A continuación, después de otro beso aún más apasionado, donde la lengua de la morena fue ligeramente aspirada por su compañera, Regina realmente ya no podía más, deseaba alcanzar sus fines con la rubia, rápidamente, porque no estaba segura de aguantar más tiempo dada su excitación…Y al mismo tiempo no quería eso, quería que fuera lento, tierno, posesivo. Regina sabía perfectamente cómo debían ser las cosas, lo presentía, tenía la certitud de que Emma también quería lo mismo. Se sorprendió adivinando el deseo de la rubia y de ser la instigadora del más mínimo placer sentido por la Salvadora.

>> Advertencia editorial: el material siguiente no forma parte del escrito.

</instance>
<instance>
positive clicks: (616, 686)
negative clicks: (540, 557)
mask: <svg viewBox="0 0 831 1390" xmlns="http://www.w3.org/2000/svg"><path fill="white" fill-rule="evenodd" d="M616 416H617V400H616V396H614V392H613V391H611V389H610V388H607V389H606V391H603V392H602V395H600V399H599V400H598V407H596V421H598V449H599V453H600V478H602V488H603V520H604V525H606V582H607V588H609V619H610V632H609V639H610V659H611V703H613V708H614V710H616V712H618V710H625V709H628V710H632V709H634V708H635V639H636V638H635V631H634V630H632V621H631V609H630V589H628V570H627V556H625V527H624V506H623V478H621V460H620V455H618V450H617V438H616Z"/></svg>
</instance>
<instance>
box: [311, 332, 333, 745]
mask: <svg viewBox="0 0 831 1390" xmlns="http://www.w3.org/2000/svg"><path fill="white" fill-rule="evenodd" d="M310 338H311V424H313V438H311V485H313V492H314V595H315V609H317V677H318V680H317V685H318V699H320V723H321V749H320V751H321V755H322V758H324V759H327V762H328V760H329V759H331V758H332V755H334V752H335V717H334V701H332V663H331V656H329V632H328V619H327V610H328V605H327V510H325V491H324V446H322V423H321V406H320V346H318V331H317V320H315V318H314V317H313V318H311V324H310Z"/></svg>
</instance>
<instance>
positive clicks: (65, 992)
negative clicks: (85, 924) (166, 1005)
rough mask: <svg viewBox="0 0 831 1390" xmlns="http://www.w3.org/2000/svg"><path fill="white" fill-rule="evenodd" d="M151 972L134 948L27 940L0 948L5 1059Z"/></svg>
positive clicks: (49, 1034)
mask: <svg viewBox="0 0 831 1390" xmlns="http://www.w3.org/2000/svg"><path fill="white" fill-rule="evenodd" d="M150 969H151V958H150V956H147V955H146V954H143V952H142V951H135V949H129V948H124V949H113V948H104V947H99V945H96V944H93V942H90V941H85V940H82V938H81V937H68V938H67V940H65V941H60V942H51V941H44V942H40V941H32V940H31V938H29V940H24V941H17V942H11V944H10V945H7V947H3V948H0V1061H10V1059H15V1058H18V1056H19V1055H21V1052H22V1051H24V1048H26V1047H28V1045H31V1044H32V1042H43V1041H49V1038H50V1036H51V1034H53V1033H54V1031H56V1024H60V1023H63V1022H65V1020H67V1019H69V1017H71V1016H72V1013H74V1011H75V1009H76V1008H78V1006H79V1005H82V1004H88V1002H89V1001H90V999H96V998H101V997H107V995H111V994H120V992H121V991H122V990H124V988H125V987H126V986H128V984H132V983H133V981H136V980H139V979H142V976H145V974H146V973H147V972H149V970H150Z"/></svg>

Dejó que sus instintos la guiaran, dejó que sus manos acariciaran, buscaran, que sus ojos alimentaran su imaginación, ya de por sí desbocada. Deslizó sus dedos entre las piernas desnudas, la blancura de la piel de su compañera la atraía, le gustaba ver las manchas rojizas en los hombros de Emma. La rubia abrió los ojos y miró, con toda la intensidad del deseo que le era posible transmitir en la mirada, a la otra mujer. Esa visión cortó la respiración de la morena. Emma separó lascivamente las piernas, atrayendo hacia ella a la que era el amor de su vida. En un primer momento, Regina se quedó sorprendida, y después de algunos segundos, se dejó hacer; la rubia la aprisionó entre sus piernas y la desvistió. Ella se deslizó a lo largo de todo el cuerpo de Emma y la sensación renovada de sus pieles tocándose era casi semejante a una quemadura que la recorriera entera, una placentera quemadura. Emma no deseaba sino una cosa, pertenecer enteramente a Regina, ser su cosa, su ser, su complemento, quería sentirla en todos lados, sobre ella y en ella. Deslizó su mano por los cabellos de la morena, jugando delicadamente con ellos. Ese gesto acabó por electrizar a la morena que se presionó contra la rubia, se sentía de nuevo Reina, Reina de un nuevo reino llamado Emma y que deseaba conquistar ardientemente. Dejó que su mano, y después sus dedos recorrieran la extensión de los muslos para perderse en el calor de la empapada intimidad de su Princesa. Regina acabó por morder ese hombro y su constelación roja para acallar sus propios gemidos; las piernas de Emma la mantenían con fuerza, mientras que las uñas de la rubia se hundían en la carne de su espalda, sin duda le quedarían marcas…Pero no le importaba. La posesión fue dulce y erótica, el ritmo de las dos mujeres se armonizó al cabo de los segundos, de los minutos…Minutos que pronto se hicieron horas sin que se dieran cuenta.